# Number of eigenvalues of this Hermitian

1. Jan 17, 2015

### kuchenvater

Hi. I'm trying to study QM from Shankar on my own. Asking this here because I don't really have a teacher to help me with this:
1. The problem statement, all variables and given/known data
I'm trying to solve problem 1.8.9 -part 3 of "The Principles of Quantum Mechanics" by R Shankar. Here's the problem:
Given the values of Mij (see next section for equations) which is Hermitian, argue that there exist three directions such that the angular velocity and angular momentum will be parallel.
2. Relevant equations
Given
Mij=∑a=ma[ r2a δij - (ra)i(ra)j ]
here i denotes the ith Cartesian component.

|l>=M|ω>

3. The attempt at a solution
It's known that M is Hermitian. l and ω will be parallel if ω is an eigenvector of l. So I have to prove that the number of eigenvalues of M is 3. Somehow I can't figure out a way to do that. It's obvious that all eigenvalues will be real and the number of eigenvalues is equal to or less than the rank of a matrix. I was thinking I could consider only the diagonal elements of a diagonalized version of M or just the trace of M(which yields the sum of all eigenvalues) by setting i=j and then I'd have i as the index of sigma. If I can count the number of values of i, I'd have the number of eigenvalues. And since M is Hermitian and has real eigenvalues and this describes a rotating system of mass(i.e. it's moment of inertia), it must be defined in the real plane and that has 3 axes-x,y and z, one for each value of i. So i varies across 3 values, hence the diagonalized matrix has 3 diagonal elements and hence 3 eigenvalues. The question also mentions the mass's cartesian component, so that automatically means x, y, z.
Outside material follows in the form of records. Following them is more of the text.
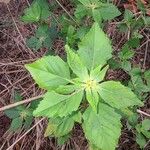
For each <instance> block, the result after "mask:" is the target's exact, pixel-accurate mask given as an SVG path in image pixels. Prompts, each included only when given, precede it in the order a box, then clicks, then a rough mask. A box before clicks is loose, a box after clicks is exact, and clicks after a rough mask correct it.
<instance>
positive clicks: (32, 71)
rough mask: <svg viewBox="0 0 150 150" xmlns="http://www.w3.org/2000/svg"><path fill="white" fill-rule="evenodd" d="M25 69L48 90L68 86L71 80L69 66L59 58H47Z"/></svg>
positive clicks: (48, 57) (44, 88)
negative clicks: (68, 84)
mask: <svg viewBox="0 0 150 150" xmlns="http://www.w3.org/2000/svg"><path fill="white" fill-rule="evenodd" d="M25 67H26V69H27V70H28V71H29V72H30V73H31V75H32V77H33V79H34V80H35V81H36V83H37V84H38V85H39V86H40V87H41V88H44V89H47V90H51V89H55V88H57V87H58V86H60V85H66V84H67V83H68V82H69V79H70V73H69V67H68V65H67V64H66V63H65V62H64V61H63V60H62V59H61V58H60V57H58V56H46V57H43V58H41V59H39V60H37V61H35V62H34V63H32V64H28V65H25Z"/></svg>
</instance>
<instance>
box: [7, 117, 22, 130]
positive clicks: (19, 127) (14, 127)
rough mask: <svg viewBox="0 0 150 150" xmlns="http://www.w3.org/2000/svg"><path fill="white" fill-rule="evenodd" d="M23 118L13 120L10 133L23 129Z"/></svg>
mask: <svg viewBox="0 0 150 150" xmlns="http://www.w3.org/2000/svg"><path fill="white" fill-rule="evenodd" d="M22 121H23V120H22V118H21V117H17V118H15V119H13V120H12V122H11V125H10V128H9V130H10V131H17V130H18V129H20V128H21V127H22Z"/></svg>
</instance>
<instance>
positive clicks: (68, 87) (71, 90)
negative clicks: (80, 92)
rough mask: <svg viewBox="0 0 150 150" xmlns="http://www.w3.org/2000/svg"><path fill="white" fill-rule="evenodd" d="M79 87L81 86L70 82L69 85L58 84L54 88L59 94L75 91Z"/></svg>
mask: <svg viewBox="0 0 150 150" xmlns="http://www.w3.org/2000/svg"><path fill="white" fill-rule="evenodd" d="M79 88H81V87H79V86H77V85H72V84H70V85H60V86H59V87H58V88H57V89H56V90H55V92H56V93H59V94H71V93H73V92H75V91H76V90H78V89H79Z"/></svg>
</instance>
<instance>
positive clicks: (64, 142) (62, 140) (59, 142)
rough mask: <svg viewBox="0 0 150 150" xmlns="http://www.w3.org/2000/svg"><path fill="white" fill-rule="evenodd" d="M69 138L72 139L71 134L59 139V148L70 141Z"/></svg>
mask: <svg viewBox="0 0 150 150" xmlns="http://www.w3.org/2000/svg"><path fill="white" fill-rule="evenodd" d="M69 138H70V134H67V135H65V136H62V137H58V139H57V142H58V145H59V146H62V145H64V144H65V143H66V142H67V141H68V139H69Z"/></svg>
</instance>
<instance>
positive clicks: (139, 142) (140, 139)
mask: <svg viewBox="0 0 150 150" xmlns="http://www.w3.org/2000/svg"><path fill="white" fill-rule="evenodd" d="M136 142H137V143H138V144H139V145H140V148H144V146H145V145H146V139H145V137H144V136H143V135H142V134H141V133H138V134H137V135H136Z"/></svg>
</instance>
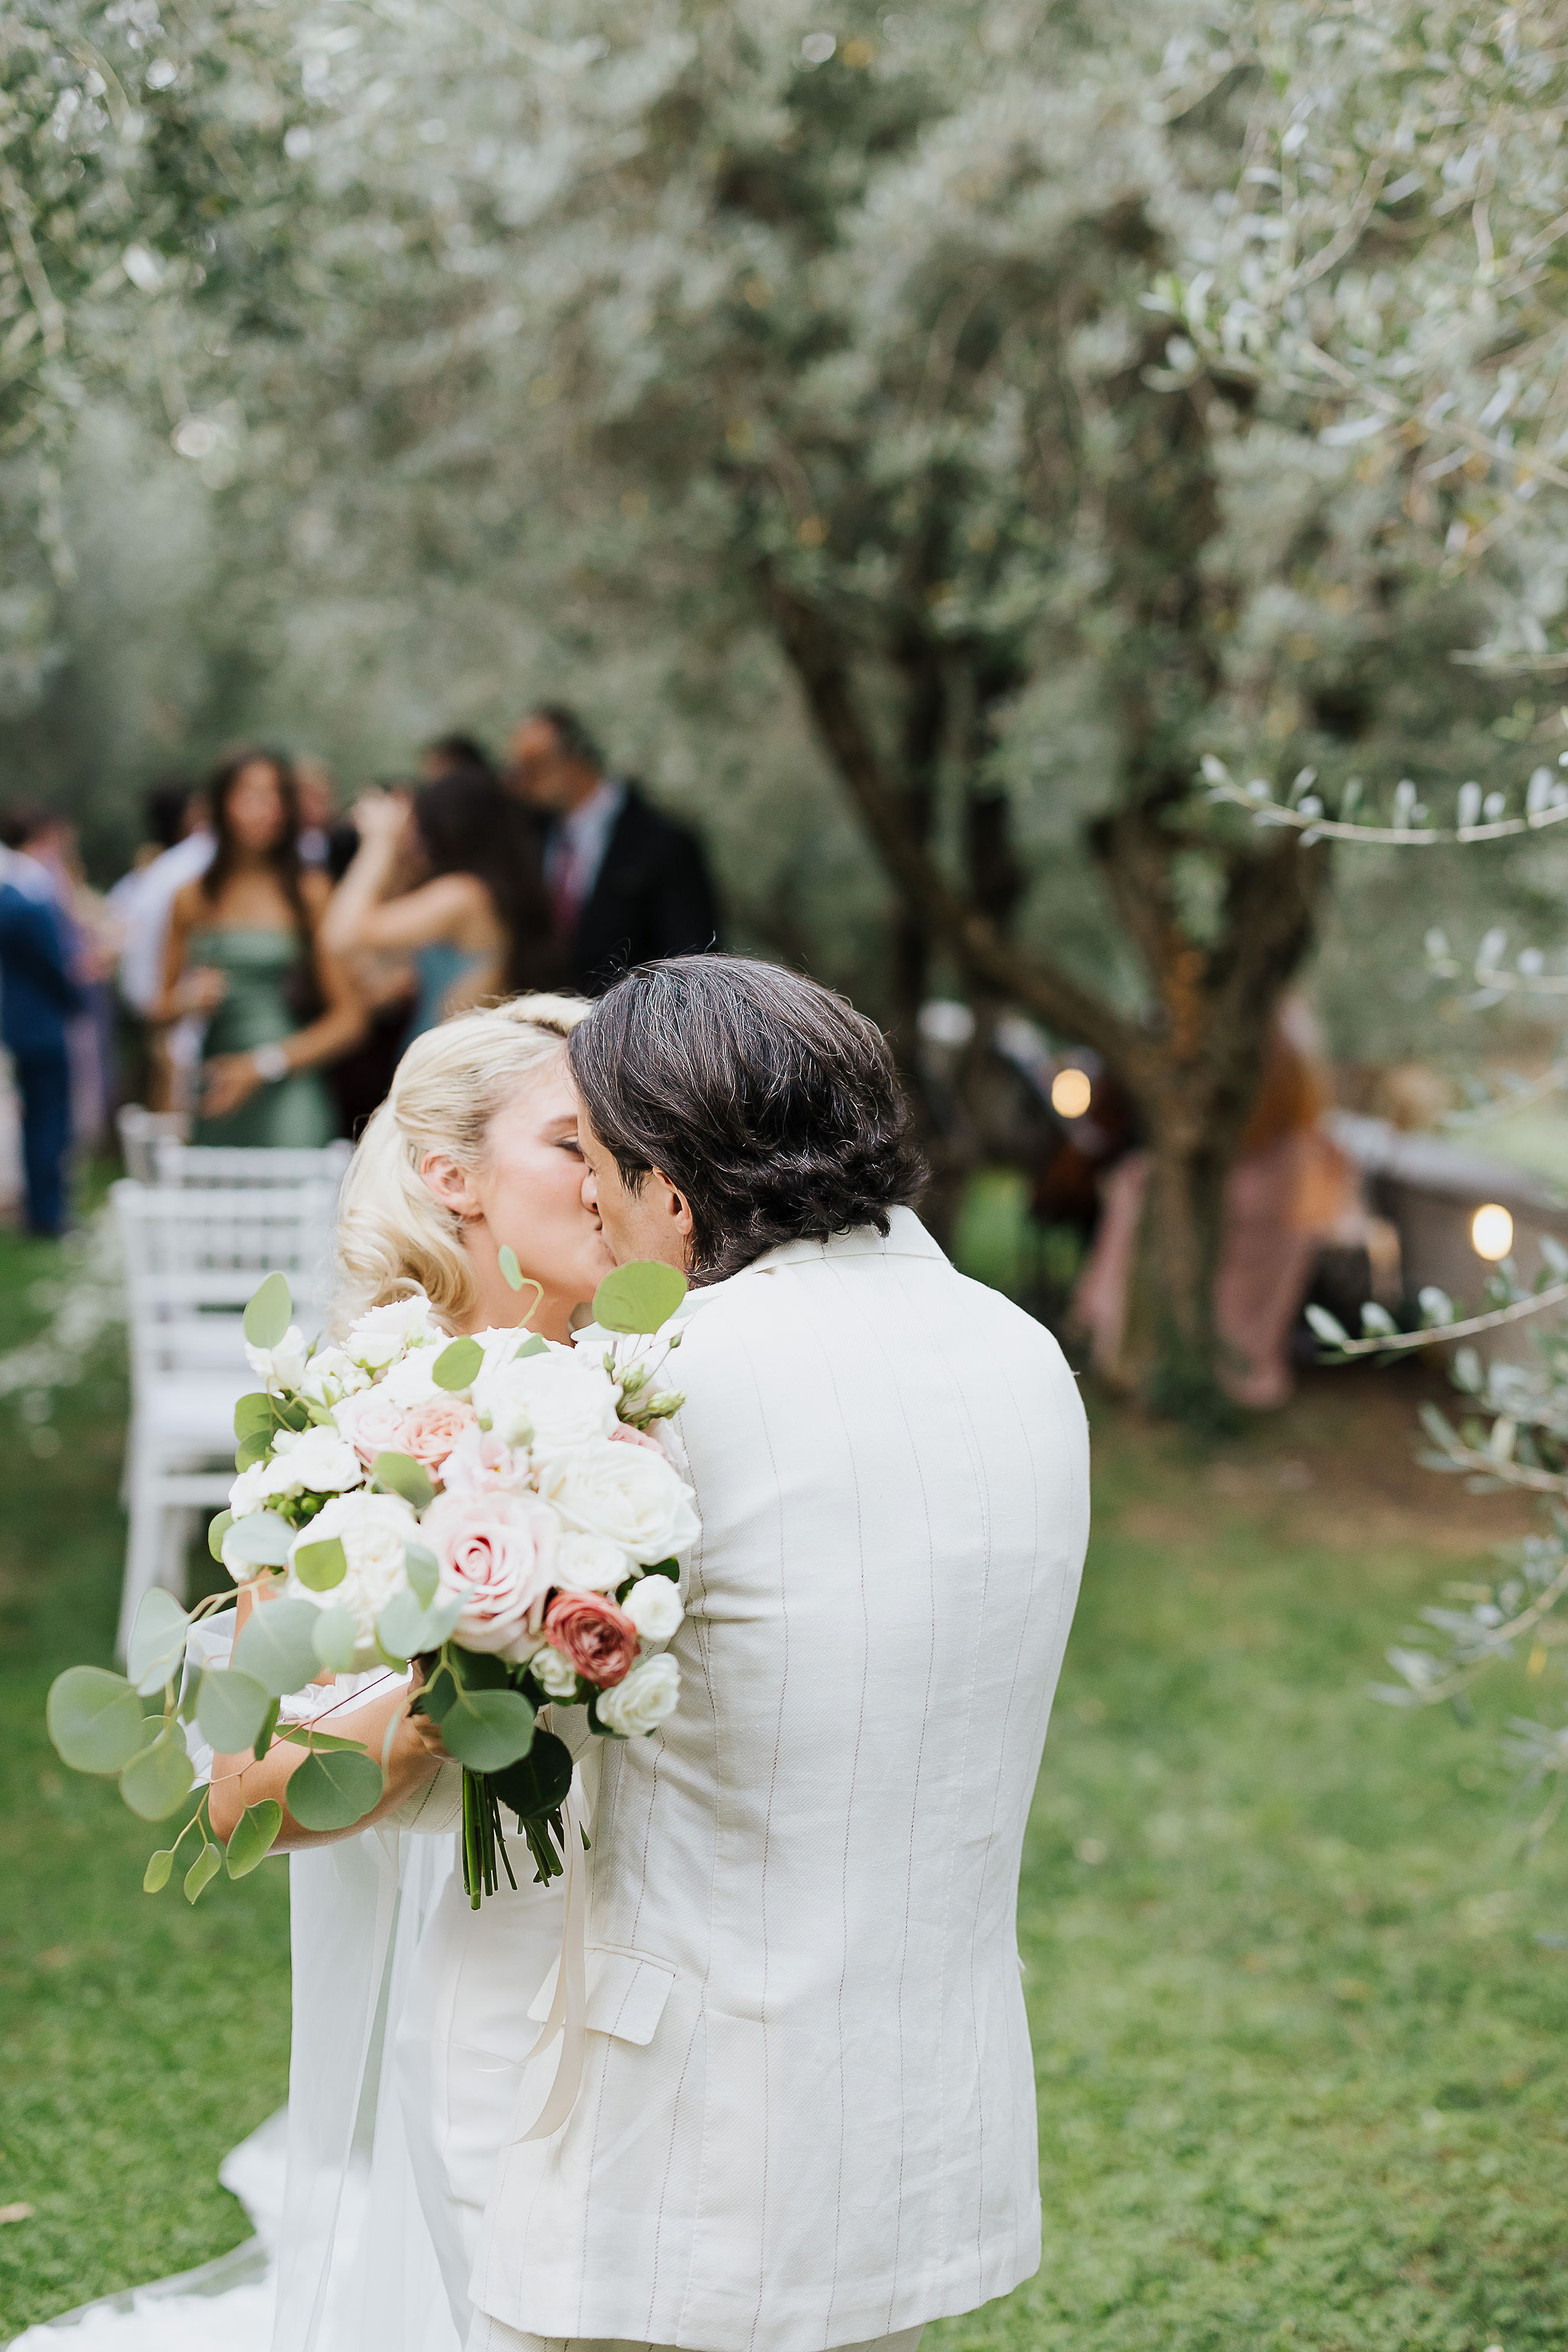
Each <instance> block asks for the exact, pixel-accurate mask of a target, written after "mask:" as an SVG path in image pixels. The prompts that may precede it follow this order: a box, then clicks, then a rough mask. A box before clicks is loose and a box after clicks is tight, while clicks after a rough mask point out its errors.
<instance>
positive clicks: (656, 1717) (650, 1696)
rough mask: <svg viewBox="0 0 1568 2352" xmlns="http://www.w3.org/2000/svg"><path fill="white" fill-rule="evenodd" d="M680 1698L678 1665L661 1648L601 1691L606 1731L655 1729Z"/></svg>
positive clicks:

Is that correct reasoning?

2. Jan 18, 2015

### D H

Staff Emeritus
That would be correct if you prove that your matrix M has three distinct eigenvalues. That is not always the case. Consider a set of 8 masses placed on the corners of a cube, with origin at the center of the cube. The moment of inertia tensor M for this is a diagonal matrix with all diagonal elements equal to one another. There's only one eigenvalue.

What you need to show is that one can always at least three directions along which angular velocity and angular momentum are parallel, regardless of the number of unique eigenvalues.

Aside: A eigenvalue of zero is a bit problematic. This means zero angular momentum for rotation along that eigenvector. You'd have to interpret the zero vector as being parallel to all vectors.

3. Jan 19, 2015

### kuchenvater

Any hints on how to do that?

4. Jan 19, 2015

### D H

Staff Emeritus
The matrix is Hermitian. What does the spectral theorem say about the eigenvectors?